From Allentown: Take Interstate 78 east to the junction with Interstate 287. Take I-287 south to Route 202-206 south. Take Route 206 when it splits off at the Somerville Circle. About a mile after the circle, there should be a Stop-N-Shop on your right. Go inside and get two six-packs of Heineken, a pack of Hebrew National reduced-fat hot dogs, and a large bag of Cool Ranch Doritos. You will find additional directions printed on the back of your receipt, unless you’ve made the mistake of getting Nacho Cheese Doritos. If the receipt paper gets jammed in the register, ask Jeff in frozen foods, because he’s the only one who knows how to fix it.

From the IKEA in Elizabeth: Pick up a large container of Swedish meatballs, some lingonberry juice, and an Ingolf chair (black, no armrests). Take the Turnpike south to the Route 1 exit, keeping an eye out for harness racers. Follow Route 1 south until you hit the Delaware and Raritan Canal, where you’re looking for Skippy’s Kayak Rental. Do not sign any documents Skippy hands you, especially those related to kayak damage waivers or white-water travel insurance.

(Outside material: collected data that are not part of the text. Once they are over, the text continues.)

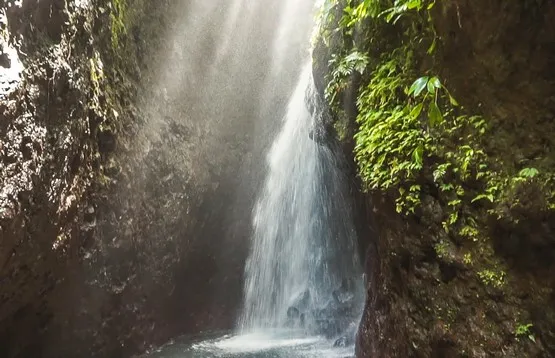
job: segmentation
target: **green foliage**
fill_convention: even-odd
[[[517,324],[517,326],[515,327],[515,331],[514,331],[515,338],[517,340],[519,340],[522,337],[527,337],[529,340],[536,343],[536,338],[534,337],[534,335],[530,331],[530,328],[532,328],[533,326],[534,325],[531,324],[531,323]]]
[[[383,1],[363,0],[358,5],[350,1],[343,8],[343,17],[339,21],[339,26],[345,29],[352,29],[368,17],[377,17],[381,13]]]
[[[486,122],[479,116],[457,115],[458,103],[437,76],[411,81],[410,58],[405,56],[396,51],[382,61],[358,98],[359,129],[354,137],[359,174],[367,190],[400,188],[397,211],[414,213],[424,162],[433,158],[427,169],[449,198],[448,227],[457,221],[466,197],[452,179],[485,175],[484,152],[471,144],[485,133]],[[471,133],[468,145],[449,145],[451,138],[464,133]]]
[[[478,271],[478,277],[484,285],[493,286],[495,288],[501,288],[506,283],[506,274],[503,271],[485,269],[482,271]]]
[[[461,225],[459,235],[474,242],[478,241],[480,232],[478,230],[476,220],[474,220],[474,218],[472,217],[467,217],[465,219],[464,225]]]
[[[387,190],[401,181],[414,181],[422,169],[428,137],[422,130],[420,113],[398,100],[406,84],[405,74],[393,58],[372,73],[372,80],[359,96],[355,157],[368,189]],[[411,197],[418,191],[411,185],[399,194]]]
[[[331,79],[325,91],[329,103],[335,103],[337,94],[341,93],[349,84],[350,76],[356,71],[363,74],[368,65],[368,56],[353,50],[349,55],[340,57],[332,55],[330,66],[333,68]]]
[[[425,0],[396,0],[393,7],[385,10],[380,15],[386,15],[387,22],[394,24],[410,10],[422,10],[426,6],[427,10],[434,7],[435,1],[427,2]]]
[[[355,1],[348,1],[343,8],[343,17],[339,21],[339,26],[345,29],[352,29],[367,18],[383,17],[386,22],[395,24],[404,14],[411,10],[419,11],[426,7],[430,10],[434,2],[426,0],[362,0],[358,4]]]
[[[440,241],[434,245],[437,257],[444,259],[449,255],[449,244],[445,241]]]
[[[464,254],[463,262],[465,263],[465,265],[472,265],[472,254],[470,252]]]
[[[321,13],[325,20],[320,36],[330,46],[328,40],[335,38],[340,50],[331,55],[325,94],[339,112],[339,95],[352,75],[358,73],[366,83],[359,92],[354,135],[366,190],[395,189],[397,211],[415,213],[420,182],[431,176],[448,208],[445,230],[459,225],[458,232],[476,240],[478,225],[472,230],[461,228],[465,208],[483,206],[502,217],[506,212],[496,208],[517,205],[516,194],[511,193],[523,191],[519,185],[540,183],[550,193],[547,208],[555,210],[555,177],[534,167],[511,176],[499,163],[491,163],[484,149],[486,119],[466,113],[433,70],[422,74],[421,58],[433,54],[437,46],[429,12],[434,4],[429,0],[328,0]],[[401,18],[406,18],[403,40],[382,39],[384,32],[399,28]],[[380,48],[378,53],[375,47]],[[468,186],[473,190],[465,190]]]
[[[536,168],[524,168],[518,173],[522,178],[533,178],[538,174],[539,171]]]
[[[409,12],[427,13],[434,2],[345,1],[342,16],[336,20],[338,28],[333,29],[328,22],[330,18],[337,17],[338,4],[338,1],[328,1],[324,6],[328,12],[322,15],[326,19],[321,23],[324,37],[337,32],[350,36],[355,27],[363,27],[364,21],[370,18],[377,23],[393,24]],[[429,36],[435,41],[433,31],[429,32]],[[436,178],[441,189],[447,191],[448,184],[440,178],[442,172],[447,174],[449,166],[446,164],[455,164],[452,170],[460,170],[464,175],[470,170],[473,157],[479,154],[473,148],[454,148],[455,152],[447,153],[449,148],[439,142],[442,132],[459,134],[455,133],[456,130],[471,124],[476,117],[458,116],[445,123],[447,117],[454,116],[452,109],[458,107],[458,103],[439,77],[421,76],[415,80],[417,72],[411,47],[422,42],[421,34],[415,33],[412,41],[404,47],[385,52],[379,61],[373,63],[356,41],[346,54],[332,54],[325,91],[326,99],[338,112],[338,95],[348,87],[352,74],[357,72],[369,78],[357,101],[359,130],[354,138],[360,177],[367,190],[399,188],[397,211],[406,214],[414,213],[420,204],[418,179],[427,158],[444,157],[444,163],[438,163]],[[452,158],[445,158],[447,154],[451,154]],[[459,161],[460,166],[457,165]],[[460,192],[460,187],[453,189]],[[453,207],[457,206],[458,200],[453,198],[450,201]],[[452,213],[449,221],[456,221],[456,216]]]
[[[526,211],[515,209],[531,205],[526,199],[533,190],[545,195],[545,202],[533,201],[538,210],[555,210],[555,174],[541,158],[515,165],[499,155],[495,122],[450,93],[433,56],[442,45],[431,21],[434,4],[326,1],[319,31],[331,53],[326,99],[341,113],[339,99],[356,79],[354,154],[364,189],[395,200],[399,213],[426,219],[432,215],[421,197],[432,197],[442,208],[434,221],[446,232],[434,245],[438,257],[447,257],[456,238],[466,253],[452,256],[476,269],[484,285],[502,288],[507,276],[493,259],[489,220],[518,224],[513,211]]]

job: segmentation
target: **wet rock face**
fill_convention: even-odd
[[[171,296],[171,284],[145,281],[171,280],[168,257],[178,261],[179,251],[133,247],[98,229],[100,193],[117,172],[106,165],[118,146],[117,112],[125,123],[133,110],[121,110],[106,86],[115,70],[103,64],[113,61],[107,9],[101,0],[0,7],[2,357],[123,356],[176,332],[146,338],[167,317],[165,302],[149,295]],[[131,285],[136,275],[141,284]]]
[[[94,10],[73,5],[0,7],[0,354],[6,357],[36,356],[37,331],[52,318],[47,296],[78,257],[96,146],[87,104],[96,99],[80,58],[88,49],[70,44],[67,34],[68,20],[90,26]]]
[[[182,120],[196,93],[156,87],[141,108],[180,2],[129,3],[119,47],[112,1],[0,6],[2,357],[126,357],[233,327],[250,210],[228,208],[251,207],[256,187],[237,175],[252,159],[250,122],[236,124],[259,113],[234,106],[214,139],[202,116]]]
[[[12,18],[12,34],[27,35],[29,23],[32,23],[34,29],[31,31],[41,32],[56,43],[62,40],[64,23],[70,19],[65,0],[8,0],[6,3],[6,13]],[[76,2],[67,3],[72,6]]]

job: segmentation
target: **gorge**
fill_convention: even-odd
[[[0,2],[0,356],[555,355],[554,15]]]

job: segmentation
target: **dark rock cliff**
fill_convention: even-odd
[[[0,5],[0,356],[128,357],[233,328],[298,71],[270,89],[282,3],[249,7],[225,51],[228,1]],[[300,62],[293,42],[280,56]]]
[[[64,305],[53,292],[82,256],[90,224],[108,120],[95,31],[109,17],[65,1],[8,1],[0,16],[9,84],[0,94],[0,351],[37,356],[53,307]]]
[[[2,3],[0,356],[125,357],[232,327],[248,210],[222,238],[248,131],[208,151],[190,104],[166,110],[179,98],[153,82],[178,8]]]
[[[555,6],[548,1],[441,1],[426,11],[431,2],[422,2],[422,17],[410,10],[395,23],[385,15],[369,16],[349,33],[341,30],[346,22],[339,23],[349,14],[343,12],[347,3],[355,9],[361,2],[330,6],[329,13],[336,16],[323,28],[339,30],[324,32],[323,37],[329,37],[318,43],[314,61],[322,93],[337,76],[334,55],[354,50],[367,61],[364,71],[352,70],[345,77],[332,103],[336,121],[347,123],[342,133],[346,152],[351,157],[359,153],[360,212],[366,218],[361,225],[367,228],[362,240],[368,246],[368,297],[357,355],[553,356],[555,28],[550,19]],[[393,6],[388,1],[370,3]],[[418,174],[383,189],[364,182],[360,163],[365,158],[359,149],[364,143],[357,142],[355,134],[368,118],[360,110],[368,110],[364,96],[372,95],[365,88],[383,75],[377,70],[381,64],[395,60],[392,53],[408,59],[386,76],[400,82],[408,78],[406,87],[390,93],[395,103],[413,106],[407,96],[411,83],[432,73],[462,106],[454,112],[482,116],[488,129],[474,142],[472,130],[450,137],[453,132],[421,127],[423,138],[447,143],[439,145],[445,145],[445,152],[434,152],[434,146],[425,149]],[[375,111],[386,108],[390,99],[383,100]],[[437,97],[436,102],[443,105]],[[444,112],[445,121],[455,118],[452,113]],[[481,163],[495,174],[486,174],[489,183],[476,174],[479,169],[472,180],[451,174],[449,183],[462,189],[459,206],[438,184],[436,168],[444,153],[456,153],[465,145],[480,148]],[[392,173],[400,157],[389,158],[383,167],[374,162],[370,170]],[[416,155],[416,164],[418,160]],[[400,212],[398,193],[407,182],[407,191],[419,191],[419,207],[405,213]],[[480,201],[484,190],[491,196]],[[452,205],[456,215],[449,216]],[[446,217],[453,218],[452,226]]]

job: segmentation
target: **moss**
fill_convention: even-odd
[[[117,50],[122,45],[123,37],[127,35],[127,0],[112,0],[111,4],[112,48]]]
[[[92,109],[98,108],[98,103],[96,100],[101,92],[101,84],[104,81],[104,69],[103,63],[100,59],[100,54],[98,51],[94,51],[92,58],[89,59],[89,79],[91,81],[91,87],[93,91],[93,101],[90,103]]]
[[[337,137],[340,141],[348,141],[350,133],[350,126],[349,126],[349,119],[345,115],[345,112],[341,111],[338,114],[338,118],[333,123],[333,128],[335,133],[337,133]]]

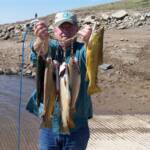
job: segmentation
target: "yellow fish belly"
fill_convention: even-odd
[[[104,28],[92,33],[86,49],[86,79],[89,80],[87,93],[92,95],[100,92],[97,85],[98,66],[103,62],[103,35]]]

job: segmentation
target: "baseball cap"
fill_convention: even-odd
[[[65,12],[58,12],[55,15],[54,26],[58,27],[64,22],[69,22],[71,24],[77,23],[77,17],[74,13],[65,11]]]

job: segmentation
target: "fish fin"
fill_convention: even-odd
[[[92,95],[92,94],[98,93],[98,92],[101,92],[100,87],[98,87],[98,86],[89,86],[88,87],[88,90],[87,90],[88,95]]]
[[[69,129],[70,128],[74,128],[75,124],[73,122],[73,120],[71,119],[71,117],[67,120],[67,126],[61,126],[61,132],[63,133],[69,133]]]
[[[68,125],[67,126],[63,126],[63,123],[61,123],[60,131],[62,133],[69,133],[69,127],[68,127]]]
[[[76,112],[76,108],[75,107],[71,108],[70,113],[73,114],[75,112]]]
[[[86,81],[89,80],[89,77],[88,77],[88,73],[87,73],[87,72],[86,72],[86,75],[85,75],[85,79],[86,79]]]
[[[66,126],[66,127],[63,127],[63,126],[62,126],[62,127],[61,127],[61,132],[62,132],[62,133],[69,133],[69,127],[67,127],[67,126]]]
[[[73,122],[71,117],[69,117],[67,123],[68,123],[68,127],[69,128],[74,128],[75,127],[75,124],[74,124],[74,122]]]
[[[42,120],[42,123],[40,124],[40,128],[50,128],[51,126],[51,119]]]

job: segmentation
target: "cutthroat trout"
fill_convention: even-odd
[[[54,110],[54,103],[56,99],[56,84],[54,80],[54,65],[52,59],[46,59],[46,68],[44,74],[44,113],[41,127],[51,127],[52,113]]]
[[[75,104],[78,98],[80,83],[81,83],[81,74],[80,68],[77,61],[77,58],[72,56],[68,64],[69,67],[69,84],[71,89],[71,112],[75,111]]]
[[[66,63],[60,66],[60,104],[61,104],[61,120],[62,132],[68,133],[69,128],[74,127],[74,123],[70,115],[71,94],[69,89],[69,74]]]
[[[89,43],[86,49],[86,79],[89,80],[88,91],[89,95],[100,92],[101,89],[97,86],[98,66],[103,62],[103,37],[104,28],[93,30]]]

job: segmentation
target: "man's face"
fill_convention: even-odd
[[[54,36],[60,41],[67,40],[73,37],[78,31],[77,25],[71,24],[69,22],[64,22],[59,27],[54,28]]]

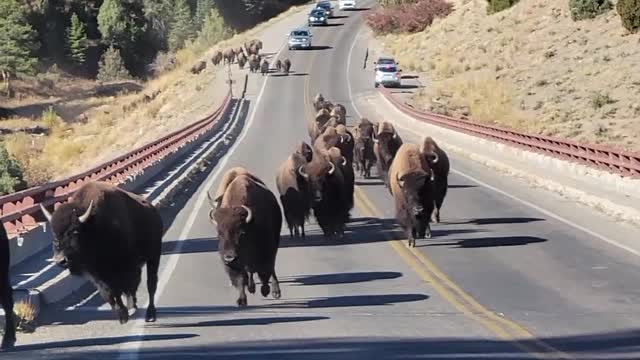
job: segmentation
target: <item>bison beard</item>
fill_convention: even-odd
[[[282,213],[275,195],[252,176],[239,174],[227,186],[220,207],[211,209],[209,218],[217,226],[218,248],[225,271],[239,292],[238,306],[247,306],[245,288],[255,293],[253,274],[256,272],[262,282],[262,296],[271,292],[271,280],[271,293],[274,299],[279,299],[275,261]]]
[[[2,349],[12,348],[16,343],[16,327],[13,322],[13,289],[9,279],[9,239],[4,226],[0,224],[0,303],[5,314]]]
[[[384,181],[385,187],[389,188],[389,167],[396,156],[396,152],[402,145],[402,140],[397,133],[383,132],[376,136],[374,142],[378,176]]]
[[[311,210],[309,175],[304,172],[306,163],[304,155],[294,153],[280,166],[276,175],[280,202],[292,238],[300,235],[305,238],[304,223]]]
[[[360,176],[368,179],[371,177],[371,167],[376,161],[373,153],[373,140],[371,138],[359,137],[356,139],[354,149],[354,161],[356,170],[360,171]]]
[[[89,182],[53,214],[42,205],[41,209],[53,229],[54,261],[73,275],[88,274],[121,324],[129,320],[127,308],[137,309],[136,291],[146,263],[145,320],[156,320],[163,224],[153,205],[111,184]],[[126,307],[122,295],[127,297]]]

From Los Angeles: Take Interstate 5 north to Granada Hills, taking the Balboa Boulevard exit and heading west. Take the third right until you find the warehouse complex that reads “U.S. Department of Energy, Restricted Access Only.” Tell the guard, “I heard there was a fire at Topanga Canyon, but the radio says it’s under control.” When he waves you through the checkpoint, drive to Building F and wait for the automatic door to open. Once it does, you’ll see a good-sized discontinuity in the fabric of space-time. Accelerate to thirty miles an hour and drive straight through the discontinuity, which should transport you to the Princeton high-energy physics lab on Route 206. However, if you find yourself in an unfamiliar location — such as downtown Camden, the north end zone of Giants Stadium, or the Old West — honk your horn three times and wait for assistance.

From Dublin: Take the Airlink bus from Dun Laoghaire to the Dublin airport. Order a caramel macchiato at the Starbucks, making sure to ask for extra nutmeg. Your Aer Lingus boarding pass should be folded inside your napkin. On arrival, take the AirTrain from JFK, connecting to the LIRR, which should drop you off in Penn Station. Take the NJ Transit train to Princeton Junction. Do not make eye contact with other passengers. We don’t want a repeat of what happened last time.